At dawn, many on Kahoolawe take part in a traditional chant to greet the sun from Moaula Iki, the island’s highest summit.
“One of our traditional practices is to call the sun to rise in the morning to start our day,” said Mike Nahoopii, executive director, Kahoolawe Island Reserve Commission.
“I’ve never seen this many islands from one spot, including this one, to have a 360 view of this island,” said volunteer David Walfish.
Down by the shoreline, on the beach at Kealaikahiki, voyagers sailed back to Tahiti years ago. A monument there honors all voyaging canoes.
“Families came to Kahoolawe to dedicate the site and sit on this area, study the southern sky and to study navigation,” Nahoopii said.
Petroglyphs recall the island’s ancient population, while a crater known as Sailor’s Hat is scar from the island’s violent past.
In 1965, the U.S. Atomic Energy Commission tested the blast effect of an atomic weapon on Navy ships.
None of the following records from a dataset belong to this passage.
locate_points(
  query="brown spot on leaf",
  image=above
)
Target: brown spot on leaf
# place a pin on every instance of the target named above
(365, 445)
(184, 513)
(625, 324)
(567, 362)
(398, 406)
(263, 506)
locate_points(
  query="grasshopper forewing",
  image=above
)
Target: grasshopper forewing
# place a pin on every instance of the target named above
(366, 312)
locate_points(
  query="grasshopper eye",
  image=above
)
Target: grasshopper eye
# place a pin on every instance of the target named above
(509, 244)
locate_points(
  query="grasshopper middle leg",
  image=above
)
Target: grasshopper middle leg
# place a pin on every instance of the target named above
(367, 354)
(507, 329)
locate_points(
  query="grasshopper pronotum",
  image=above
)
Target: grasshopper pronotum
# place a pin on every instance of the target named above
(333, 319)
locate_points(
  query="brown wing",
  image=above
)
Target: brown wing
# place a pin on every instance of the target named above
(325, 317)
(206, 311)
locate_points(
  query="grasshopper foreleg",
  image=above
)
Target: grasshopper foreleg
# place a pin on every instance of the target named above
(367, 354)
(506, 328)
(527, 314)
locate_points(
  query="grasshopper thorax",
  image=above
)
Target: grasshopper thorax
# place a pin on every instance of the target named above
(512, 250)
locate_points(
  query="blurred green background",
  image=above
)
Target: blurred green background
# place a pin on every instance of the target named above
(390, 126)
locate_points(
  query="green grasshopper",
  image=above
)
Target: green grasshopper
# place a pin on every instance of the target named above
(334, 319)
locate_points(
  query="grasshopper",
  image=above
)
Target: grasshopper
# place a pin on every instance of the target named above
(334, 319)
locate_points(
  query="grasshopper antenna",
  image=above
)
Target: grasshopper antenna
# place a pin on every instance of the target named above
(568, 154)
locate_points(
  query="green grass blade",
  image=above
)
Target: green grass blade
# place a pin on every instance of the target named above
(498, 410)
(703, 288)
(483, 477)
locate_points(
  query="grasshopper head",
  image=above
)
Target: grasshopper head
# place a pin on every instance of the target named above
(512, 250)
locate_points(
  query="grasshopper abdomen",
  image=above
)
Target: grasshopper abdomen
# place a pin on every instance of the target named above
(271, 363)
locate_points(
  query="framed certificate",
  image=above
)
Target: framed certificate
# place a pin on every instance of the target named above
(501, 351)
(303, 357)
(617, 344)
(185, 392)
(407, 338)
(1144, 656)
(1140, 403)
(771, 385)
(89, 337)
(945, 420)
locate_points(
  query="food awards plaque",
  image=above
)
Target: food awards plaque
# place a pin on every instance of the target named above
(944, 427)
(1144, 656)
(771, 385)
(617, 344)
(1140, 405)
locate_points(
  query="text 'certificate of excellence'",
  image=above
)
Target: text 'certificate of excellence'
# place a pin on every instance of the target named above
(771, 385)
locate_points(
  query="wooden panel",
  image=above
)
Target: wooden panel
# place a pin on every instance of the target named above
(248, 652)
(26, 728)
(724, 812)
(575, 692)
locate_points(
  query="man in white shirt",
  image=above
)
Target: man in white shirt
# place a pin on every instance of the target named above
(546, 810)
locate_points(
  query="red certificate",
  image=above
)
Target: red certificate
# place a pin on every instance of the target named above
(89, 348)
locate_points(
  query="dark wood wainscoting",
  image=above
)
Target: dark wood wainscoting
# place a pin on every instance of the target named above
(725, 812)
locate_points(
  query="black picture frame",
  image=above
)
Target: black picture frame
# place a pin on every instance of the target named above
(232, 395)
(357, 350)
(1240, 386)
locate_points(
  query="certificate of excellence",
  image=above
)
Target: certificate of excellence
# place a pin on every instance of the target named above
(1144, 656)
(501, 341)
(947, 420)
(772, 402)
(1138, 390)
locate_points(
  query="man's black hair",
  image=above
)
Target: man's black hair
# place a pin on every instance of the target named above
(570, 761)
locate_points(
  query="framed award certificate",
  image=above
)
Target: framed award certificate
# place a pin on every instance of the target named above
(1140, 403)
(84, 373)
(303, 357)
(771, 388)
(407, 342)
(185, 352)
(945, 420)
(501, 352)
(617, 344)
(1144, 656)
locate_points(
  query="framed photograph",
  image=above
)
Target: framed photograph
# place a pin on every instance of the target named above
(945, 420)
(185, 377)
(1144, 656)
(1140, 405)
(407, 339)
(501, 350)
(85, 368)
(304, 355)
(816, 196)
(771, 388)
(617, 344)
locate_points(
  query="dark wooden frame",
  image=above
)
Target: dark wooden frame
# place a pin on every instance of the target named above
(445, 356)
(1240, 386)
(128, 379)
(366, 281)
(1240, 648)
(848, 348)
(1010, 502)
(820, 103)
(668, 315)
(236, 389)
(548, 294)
“Sailor’s Hat as a feature, as a permanent part of the island, was very dramatic. It drove home the impact the military had here,” said volunteer Tyler Dos Santos Tam.
Yet nature is persistent. Despite the devastation, Kahoolawe is now the largest home to Hawaiian red shrimp in the state.
It’s a sign that no matter what Kahoolawe has been through, the island will survive and thrive.